Speed is about the same. I am still playing with trying to find the sweet spot on JP and trim but got up to 59 with the wind neither helping or hurting. I have a 250 pro xs with 22p bravo. These new boats have huge gas tanks to be epa compliant so I had about 50 gallons gas (tank is 73), full rear live well and two guys.

Draft, if there is a difference it may be the Magnum is a tad less. I would say it drafts the same.

Holeshot, didn't real push it but from the feel at takeoff and from how shallow it floats I don't think it will be much different

The only category I would give to the HO is handling. The HO is a foot shorter and 8 inches narrower and it just handles better or seems more nimble. Keep in mind what I am saying holds true for any smaller versus larger boat but it did seem weird steering the Magnum at first but as the weekend wore on the more I got used to it. One handling characteristic that does go to the Magnum is when it gets on and off the pad it doesn't give you that *** wiggle like the HO does coming off the pad. Stable transition.

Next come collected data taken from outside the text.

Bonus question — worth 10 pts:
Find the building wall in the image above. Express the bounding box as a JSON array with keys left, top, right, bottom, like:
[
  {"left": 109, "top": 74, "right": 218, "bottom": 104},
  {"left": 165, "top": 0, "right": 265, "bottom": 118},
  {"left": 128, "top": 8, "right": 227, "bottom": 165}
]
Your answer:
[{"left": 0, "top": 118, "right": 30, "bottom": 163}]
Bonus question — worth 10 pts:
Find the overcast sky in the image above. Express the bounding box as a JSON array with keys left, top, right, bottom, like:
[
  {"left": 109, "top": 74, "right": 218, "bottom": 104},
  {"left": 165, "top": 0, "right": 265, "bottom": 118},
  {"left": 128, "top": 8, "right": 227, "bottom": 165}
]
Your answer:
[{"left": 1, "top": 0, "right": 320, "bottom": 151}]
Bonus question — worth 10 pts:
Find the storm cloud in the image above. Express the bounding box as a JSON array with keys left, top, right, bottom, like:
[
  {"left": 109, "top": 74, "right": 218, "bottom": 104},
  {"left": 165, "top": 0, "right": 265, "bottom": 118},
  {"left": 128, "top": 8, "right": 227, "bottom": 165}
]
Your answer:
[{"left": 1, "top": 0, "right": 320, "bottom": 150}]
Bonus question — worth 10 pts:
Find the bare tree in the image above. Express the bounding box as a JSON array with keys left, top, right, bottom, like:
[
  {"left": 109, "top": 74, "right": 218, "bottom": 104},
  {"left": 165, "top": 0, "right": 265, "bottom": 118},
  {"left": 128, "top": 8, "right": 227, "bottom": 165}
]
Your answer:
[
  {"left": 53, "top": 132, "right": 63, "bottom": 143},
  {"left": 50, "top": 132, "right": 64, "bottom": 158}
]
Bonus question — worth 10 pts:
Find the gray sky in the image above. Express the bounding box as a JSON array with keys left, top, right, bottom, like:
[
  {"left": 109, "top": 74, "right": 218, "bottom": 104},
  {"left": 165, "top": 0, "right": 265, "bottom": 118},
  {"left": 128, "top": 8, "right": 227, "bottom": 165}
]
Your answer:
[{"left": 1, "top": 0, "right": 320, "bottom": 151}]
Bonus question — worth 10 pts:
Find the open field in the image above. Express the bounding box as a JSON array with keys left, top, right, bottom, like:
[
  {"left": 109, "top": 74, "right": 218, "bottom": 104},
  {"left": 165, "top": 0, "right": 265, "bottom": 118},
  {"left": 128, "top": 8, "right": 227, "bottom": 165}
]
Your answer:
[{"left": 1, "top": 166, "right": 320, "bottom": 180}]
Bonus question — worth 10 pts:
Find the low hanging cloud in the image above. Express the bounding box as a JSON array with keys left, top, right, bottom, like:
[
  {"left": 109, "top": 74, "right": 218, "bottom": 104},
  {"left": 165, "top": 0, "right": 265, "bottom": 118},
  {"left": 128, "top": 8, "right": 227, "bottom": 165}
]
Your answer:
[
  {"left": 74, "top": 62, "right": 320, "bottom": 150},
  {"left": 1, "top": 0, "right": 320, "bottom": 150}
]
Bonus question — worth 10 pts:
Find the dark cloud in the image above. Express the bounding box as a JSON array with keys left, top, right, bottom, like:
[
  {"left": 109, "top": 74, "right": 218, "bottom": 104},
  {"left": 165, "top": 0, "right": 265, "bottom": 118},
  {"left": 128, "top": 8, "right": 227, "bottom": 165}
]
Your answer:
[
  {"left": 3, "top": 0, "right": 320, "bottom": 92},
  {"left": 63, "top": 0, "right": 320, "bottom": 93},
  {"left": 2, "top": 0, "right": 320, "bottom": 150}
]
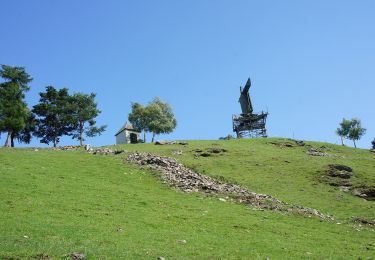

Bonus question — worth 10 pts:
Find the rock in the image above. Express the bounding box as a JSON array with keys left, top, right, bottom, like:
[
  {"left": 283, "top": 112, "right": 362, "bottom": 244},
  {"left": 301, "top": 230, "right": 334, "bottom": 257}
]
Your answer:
[
  {"left": 68, "top": 252, "right": 85, "bottom": 260},
  {"left": 370, "top": 149, "right": 375, "bottom": 153},
  {"left": 200, "top": 152, "right": 211, "bottom": 157},
  {"left": 155, "top": 140, "right": 176, "bottom": 145},
  {"left": 178, "top": 142, "right": 188, "bottom": 145},
  {"left": 207, "top": 148, "right": 227, "bottom": 154},
  {"left": 92, "top": 147, "right": 114, "bottom": 155},
  {"left": 34, "top": 148, "right": 39, "bottom": 152},
  {"left": 219, "top": 198, "right": 226, "bottom": 202},
  {"left": 54, "top": 145, "right": 81, "bottom": 151},
  {"left": 295, "top": 140, "right": 305, "bottom": 146},
  {"left": 326, "top": 164, "right": 353, "bottom": 179},
  {"left": 352, "top": 216, "right": 375, "bottom": 225},
  {"left": 177, "top": 239, "right": 187, "bottom": 244},
  {"left": 157, "top": 257, "right": 166, "bottom": 260},
  {"left": 127, "top": 152, "right": 332, "bottom": 220},
  {"left": 84, "top": 144, "right": 91, "bottom": 151},
  {"left": 172, "top": 150, "right": 182, "bottom": 155},
  {"left": 307, "top": 148, "right": 336, "bottom": 158}
]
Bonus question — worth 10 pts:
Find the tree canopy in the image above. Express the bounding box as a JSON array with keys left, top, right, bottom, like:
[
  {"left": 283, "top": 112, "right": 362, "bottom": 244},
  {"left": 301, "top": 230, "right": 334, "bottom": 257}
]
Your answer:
[
  {"left": 128, "top": 97, "right": 177, "bottom": 143},
  {"left": 32, "top": 86, "right": 75, "bottom": 147},
  {"left": 0, "top": 65, "right": 32, "bottom": 147},
  {"left": 70, "top": 93, "right": 106, "bottom": 146},
  {"left": 348, "top": 118, "right": 366, "bottom": 148},
  {"left": 336, "top": 118, "right": 366, "bottom": 148}
]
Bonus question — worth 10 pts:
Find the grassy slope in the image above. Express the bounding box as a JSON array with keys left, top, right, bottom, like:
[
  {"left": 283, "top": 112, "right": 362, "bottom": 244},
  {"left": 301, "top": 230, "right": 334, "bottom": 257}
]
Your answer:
[{"left": 0, "top": 138, "right": 374, "bottom": 259}]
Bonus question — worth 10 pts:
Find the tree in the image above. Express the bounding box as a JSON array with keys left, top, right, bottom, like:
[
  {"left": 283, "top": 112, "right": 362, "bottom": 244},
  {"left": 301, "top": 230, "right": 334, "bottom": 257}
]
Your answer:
[
  {"left": 147, "top": 97, "right": 177, "bottom": 142},
  {"left": 348, "top": 118, "right": 366, "bottom": 148},
  {"left": 128, "top": 98, "right": 177, "bottom": 143},
  {"left": 336, "top": 118, "right": 352, "bottom": 146},
  {"left": 128, "top": 103, "right": 149, "bottom": 142},
  {"left": 372, "top": 138, "right": 375, "bottom": 150},
  {"left": 70, "top": 93, "right": 106, "bottom": 146},
  {"left": 12, "top": 112, "right": 36, "bottom": 146},
  {"left": 32, "top": 86, "right": 74, "bottom": 147},
  {"left": 0, "top": 65, "right": 32, "bottom": 147}
]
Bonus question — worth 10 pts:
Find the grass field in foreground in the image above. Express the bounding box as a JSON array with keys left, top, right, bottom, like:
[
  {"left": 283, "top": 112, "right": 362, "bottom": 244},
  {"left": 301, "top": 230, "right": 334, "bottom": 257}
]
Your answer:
[{"left": 0, "top": 138, "right": 374, "bottom": 259}]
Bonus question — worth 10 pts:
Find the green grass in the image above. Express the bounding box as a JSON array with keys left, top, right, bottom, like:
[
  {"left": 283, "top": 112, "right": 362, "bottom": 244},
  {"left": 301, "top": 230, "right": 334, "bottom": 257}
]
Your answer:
[{"left": 1, "top": 138, "right": 374, "bottom": 259}]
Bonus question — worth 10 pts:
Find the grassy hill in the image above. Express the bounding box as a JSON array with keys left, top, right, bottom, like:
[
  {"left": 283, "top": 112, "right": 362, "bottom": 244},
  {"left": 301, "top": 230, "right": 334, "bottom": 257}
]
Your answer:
[{"left": 0, "top": 138, "right": 374, "bottom": 259}]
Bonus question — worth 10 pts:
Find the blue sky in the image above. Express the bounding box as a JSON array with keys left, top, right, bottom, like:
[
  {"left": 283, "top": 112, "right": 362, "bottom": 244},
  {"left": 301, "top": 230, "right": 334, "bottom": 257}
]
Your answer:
[{"left": 1, "top": 1, "right": 374, "bottom": 148}]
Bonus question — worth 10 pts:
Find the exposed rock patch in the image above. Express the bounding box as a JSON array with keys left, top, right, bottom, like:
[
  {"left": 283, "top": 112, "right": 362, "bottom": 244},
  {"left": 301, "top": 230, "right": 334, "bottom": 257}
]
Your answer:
[
  {"left": 53, "top": 145, "right": 81, "bottom": 151},
  {"left": 193, "top": 148, "right": 227, "bottom": 157},
  {"left": 306, "top": 148, "right": 337, "bottom": 158},
  {"left": 352, "top": 216, "right": 375, "bottom": 226},
  {"left": 326, "top": 164, "right": 353, "bottom": 179},
  {"left": 127, "top": 152, "right": 332, "bottom": 220}
]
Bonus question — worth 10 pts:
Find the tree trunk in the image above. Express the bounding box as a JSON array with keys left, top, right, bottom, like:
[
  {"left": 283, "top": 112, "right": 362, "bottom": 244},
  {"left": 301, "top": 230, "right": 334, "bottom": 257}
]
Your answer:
[
  {"left": 79, "top": 122, "right": 83, "bottom": 146},
  {"left": 53, "top": 136, "right": 57, "bottom": 148},
  {"left": 152, "top": 133, "right": 155, "bottom": 143},
  {"left": 340, "top": 136, "right": 344, "bottom": 146},
  {"left": 11, "top": 132, "right": 15, "bottom": 147},
  {"left": 4, "top": 131, "right": 12, "bottom": 147},
  {"left": 143, "top": 131, "right": 146, "bottom": 143},
  {"left": 353, "top": 140, "right": 356, "bottom": 148}
]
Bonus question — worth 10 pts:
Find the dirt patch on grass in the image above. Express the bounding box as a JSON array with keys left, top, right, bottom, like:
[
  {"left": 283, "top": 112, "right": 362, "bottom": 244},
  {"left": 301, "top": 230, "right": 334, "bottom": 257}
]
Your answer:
[
  {"left": 319, "top": 164, "right": 375, "bottom": 201},
  {"left": 326, "top": 164, "right": 353, "bottom": 179},
  {"left": 193, "top": 148, "right": 228, "bottom": 157},
  {"left": 127, "top": 152, "right": 333, "bottom": 220},
  {"left": 352, "top": 216, "right": 375, "bottom": 226}
]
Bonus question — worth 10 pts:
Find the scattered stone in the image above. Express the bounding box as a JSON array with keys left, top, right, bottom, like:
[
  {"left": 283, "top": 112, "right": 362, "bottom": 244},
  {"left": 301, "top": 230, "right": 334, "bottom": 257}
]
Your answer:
[
  {"left": 352, "top": 217, "right": 375, "bottom": 226},
  {"left": 32, "top": 253, "right": 50, "bottom": 259},
  {"left": 339, "top": 186, "right": 350, "bottom": 192},
  {"left": 92, "top": 147, "right": 114, "bottom": 155},
  {"left": 157, "top": 257, "right": 166, "bottom": 260},
  {"left": 295, "top": 140, "right": 305, "bottom": 146},
  {"left": 352, "top": 187, "right": 375, "bottom": 201},
  {"left": 85, "top": 144, "right": 94, "bottom": 152},
  {"left": 306, "top": 148, "right": 336, "bottom": 158},
  {"left": 200, "top": 152, "right": 211, "bottom": 157},
  {"left": 67, "top": 252, "right": 85, "bottom": 260},
  {"left": 23, "top": 235, "right": 29, "bottom": 239},
  {"left": 326, "top": 164, "right": 353, "bottom": 179},
  {"left": 177, "top": 239, "right": 187, "bottom": 244},
  {"left": 117, "top": 227, "right": 123, "bottom": 232},
  {"left": 178, "top": 142, "right": 188, "bottom": 145},
  {"left": 268, "top": 141, "right": 295, "bottom": 148},
  {"left": 219, "top": 198, "right": 226, "bottom": 202},
  {"left": 207, "top": 148, "right": 227, "bottom": 154},
  {"left": 219, "top": 134, "right": 235, "bottom": 140},
  {"left": 34, "top": 148, "right": 39, "bottom": 152},
  {"left": 54, "top": 145, "right": 81, "bottom": 151},
  {"left": 172, "top": 150, "right": 183, "bottom": 155},
  {"left": 114, "top": 150, "right": 126, "bottom": 155},
  {"left": 127, "top": 152, "right": 332, "bottom": 220},
  {"left": 155, "top": 140, "right": 177, "bottom": 145}
]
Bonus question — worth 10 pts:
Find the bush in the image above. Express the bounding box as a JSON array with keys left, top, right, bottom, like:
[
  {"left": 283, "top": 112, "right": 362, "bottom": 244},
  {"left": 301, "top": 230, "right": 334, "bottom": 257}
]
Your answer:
[{"left": 372, "top": 138, "right": 375, "bottom": 149}]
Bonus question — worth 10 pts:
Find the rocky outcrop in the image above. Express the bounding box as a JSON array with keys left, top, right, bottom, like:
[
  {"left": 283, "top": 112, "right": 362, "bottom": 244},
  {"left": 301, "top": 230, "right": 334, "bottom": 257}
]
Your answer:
[{"left": 127, "top": 152, "right": 333, "bottom": 220}]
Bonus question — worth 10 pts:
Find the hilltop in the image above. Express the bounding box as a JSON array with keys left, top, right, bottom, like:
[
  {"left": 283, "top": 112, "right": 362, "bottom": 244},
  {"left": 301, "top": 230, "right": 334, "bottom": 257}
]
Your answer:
[{"left": 0, "top": 138, "right": 374, "bottom": 259}]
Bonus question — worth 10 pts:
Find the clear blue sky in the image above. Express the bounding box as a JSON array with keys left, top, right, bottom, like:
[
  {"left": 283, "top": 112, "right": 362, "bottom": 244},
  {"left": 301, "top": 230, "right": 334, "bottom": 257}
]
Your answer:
[{"left": 1, "top": 1, "right": 374, "bottom": 148}]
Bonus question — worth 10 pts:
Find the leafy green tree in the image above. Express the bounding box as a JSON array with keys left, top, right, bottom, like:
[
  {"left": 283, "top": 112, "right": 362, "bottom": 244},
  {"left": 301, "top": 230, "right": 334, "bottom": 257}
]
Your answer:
[
  {"left": 0, "top": 65, "right": 32, "bottom": 147},
  {"left": 147, "top": 97, "right": 177, "bottom": 142},
  {"left": 12, "top": 112, "right": 36, "bottom": 146},
  {"left": 32, "top": 86, "right": 74, "bottom": 147},
  {"left": 128, "top": 103, "right": 149, "bottom": 142},
  {"left": 70, "top": 93, "right": 106, "bottom": 146},
  {"left": 336, "top": 118, "right": 352, "bottom": 146},
  {"left": 348, "top": 118, "right": 366, "bottom": 148}
]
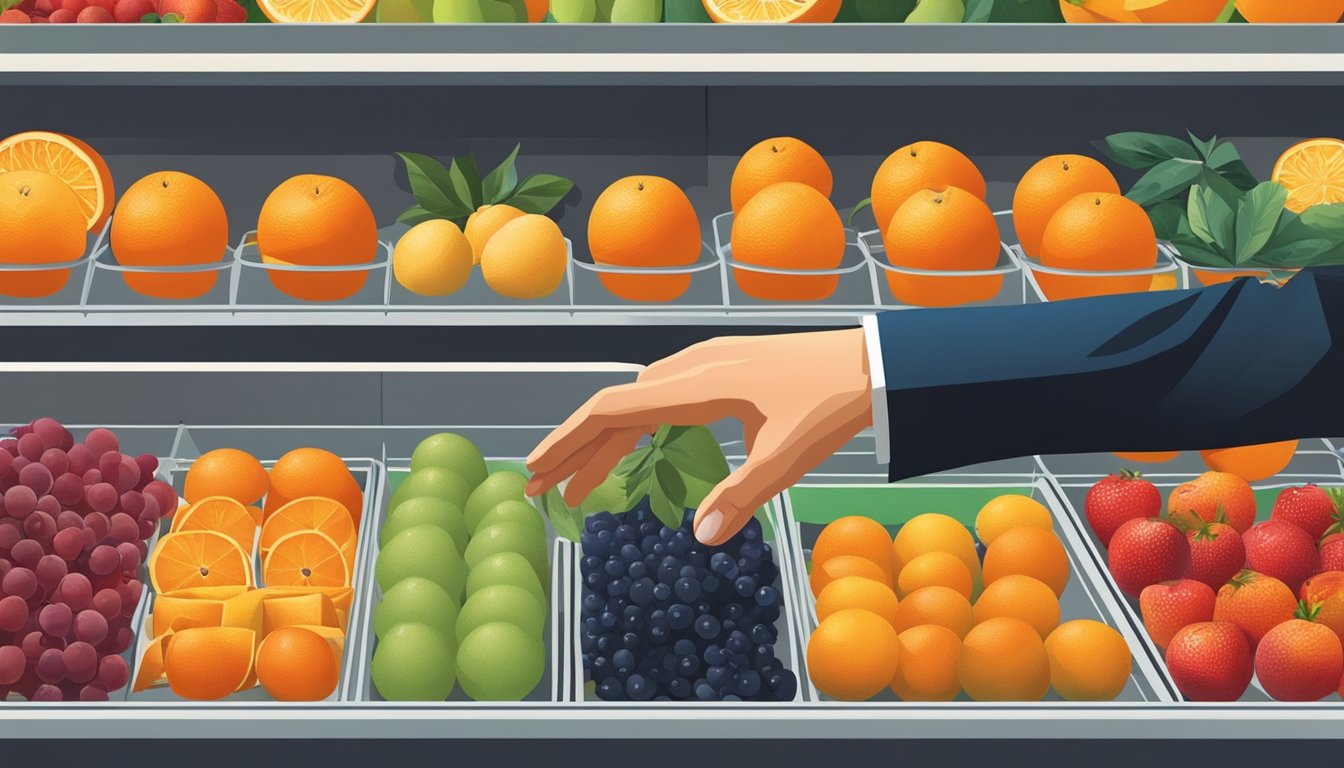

Chris has a real winner in the Magnum. All boats trade off in some form or fashion. For my needs the HO did it all. It was the best of both worlds for ride and skinny water trade off and I was afraid the added weight of a Magnum would compromise the shallow part. It doesn't and with the more space and improved ride it is well worth it. Truly a guides boat as well as a boat that is going to fish 3 or more people.


----------



## Kyle 1974 (May 10, 2006)

trouthammer said:


> Got it through break in and here is my review.
> 
> The only category I would give to the HO is handling. The HO is a foot shorter and 8 inches narrower and it just handles better or seems more nimble. Keep in mind what I am saying holds true for any smaller versus larger boat but it did seem weird steering the Magnum at first but as the weekend wore on the more I got used to it. *One handling characteristic that does go to the Magnum is when it gets on and off the pad it doesn't give you that *** wiggle like the HO does coming off the pad. Stable transition.
> *


that's what I have been really curious about. I cannot stand the way the HO and 23' lowside do that. Is it more stable in general? I've always thought the HO is a little squirrelly when you're trimmed out on the pad.


----------



## JamesAggie (Jun 28, 2012)

trouthammer said:


> Got it through break in and here is my review.
> 
> I have had an HO for 4 years and frankly didn't need another boat. The HO did everything I wanted. My man Chris has been trying to get me in a new boat for a couple years and he finally won. As a side note to those who gripe about the price of a Haynie I drove my HO for 4 years and with my resale I lost 4k from the drive out price. Resale on a Haynie is awesome.
> 
> ...


Excellent review!!


----------



## trouthammer (Jan 24, 2009)

Kyle 1974 said:


> that's what I have been really curious about. I cannot stand the way the HO and 23' lowside do that. Is it more stable in general? I've always thought the HO is a little squirrelly when you're trimmed out on the pad.


Yes, but I didn't really think the HO was unstable other than for a brief 1/2 second coming off the pad


----------